Белый в ту пору был в большой моде. Дамы и барышни его осаждали. Он с удовольствием кружил головы, но заставлял штудировать Канта -- особ, которым совсем не того хотелось.
-- Она мне цветочек, а я ей: сударыня, если вы так интересуетесь символизмом, то посидите-ка сперва над "Критикой чистого разума"!
Или:
-- Ах, что за прелесть эта милейшая мадмуазель Штаневич! Я от нее в восторге!
-- Борис Николаевич, да ведь она Станевич, а не Штаневич!
-- Да ну, в самом деле? А я ее все зову Штаневич. Как вы думаете, она не обиделась?
Неделю спустя опять: -- Ах, мадмуазель Штаневич!
-- Борис Николаевич! Станевич!
-- Боже мой! Неужели?

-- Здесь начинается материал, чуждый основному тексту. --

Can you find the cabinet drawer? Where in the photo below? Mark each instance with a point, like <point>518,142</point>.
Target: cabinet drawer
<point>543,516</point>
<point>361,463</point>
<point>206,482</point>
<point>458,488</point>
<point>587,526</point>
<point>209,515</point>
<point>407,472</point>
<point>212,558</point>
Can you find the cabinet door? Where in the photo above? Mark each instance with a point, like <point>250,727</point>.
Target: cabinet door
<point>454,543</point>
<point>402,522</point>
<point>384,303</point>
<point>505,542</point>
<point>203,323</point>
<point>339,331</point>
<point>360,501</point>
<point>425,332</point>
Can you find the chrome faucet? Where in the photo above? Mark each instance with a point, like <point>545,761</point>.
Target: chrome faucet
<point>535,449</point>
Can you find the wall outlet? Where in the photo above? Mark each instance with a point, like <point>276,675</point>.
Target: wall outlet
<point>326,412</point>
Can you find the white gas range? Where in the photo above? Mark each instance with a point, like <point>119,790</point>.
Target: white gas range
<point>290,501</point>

Какое несчастие!
А у самого глаза веселые и лживые.
Иногда у него на двери появлялась записка: "Б. Н. Бугаев занят и просит не беспокоить".
-- Это я от девиц, -- объяснял он, но не всегда на сей счет был правдив.

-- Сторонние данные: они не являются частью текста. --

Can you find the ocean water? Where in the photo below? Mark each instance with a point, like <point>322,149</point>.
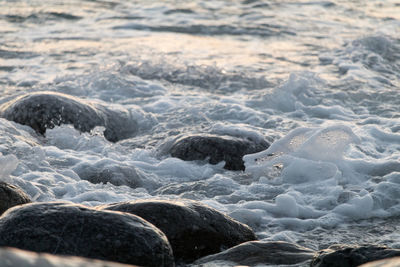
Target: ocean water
<point>319,80</point>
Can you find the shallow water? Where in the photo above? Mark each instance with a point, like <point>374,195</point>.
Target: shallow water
<point>320,80</point>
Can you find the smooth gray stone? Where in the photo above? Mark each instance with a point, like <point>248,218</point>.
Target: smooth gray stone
<point>45,110</point>
<point>12,257</point>
<point>392,262</point>
<point>10,196</point>
<point>193,229</point>
<point>259,252</point>
<point>76,230</point>
<point>216,148</point>
<point>352,255</point>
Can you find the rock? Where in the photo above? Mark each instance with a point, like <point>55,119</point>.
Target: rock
<point>194,230</point>
<point>392,262</point>
<point>217,148</point>
<point>43,110</point>
<point>12,257</point>
<point>10,196</point>
<point>71,229</point>
<point>352,255</point>
<point>261,253</point>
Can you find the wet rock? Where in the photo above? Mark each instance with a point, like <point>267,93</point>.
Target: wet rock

Мне жаловался: "Надоел Пастернак".
Полагаю, что Пастернаку -- "Надоел Ходасевич".
Однажды -- чуть ли не в ярости: -- Нет, вы подумайте, вчера ночью, в метель, возвращаюсь домой, а Мариэтта Шагинян сидит у подъезда на тумбе, как дворник. Надоело мне это! -- А сам в то же время писал ей длиннейшие философические письма, из благодарности за которые бедная Мариэтта, конечно, готова была хоть замерзнуть.
В 1911 г. я поселился в деревне, и мы стали реже видеться. Потом Белый женился, ухал в Африку, ненадолго вернулся в Москву и уехал опять: в Швейцарию, к Рудольфу Штейнеру. Перед самой войной пришло от него письмо, бодрое, успокоенное, с рассказом о мускулах, которые он себе набил, работая резчиком по дереву при постройке Гетеанума. Я думал, что, наконец, он счастлив.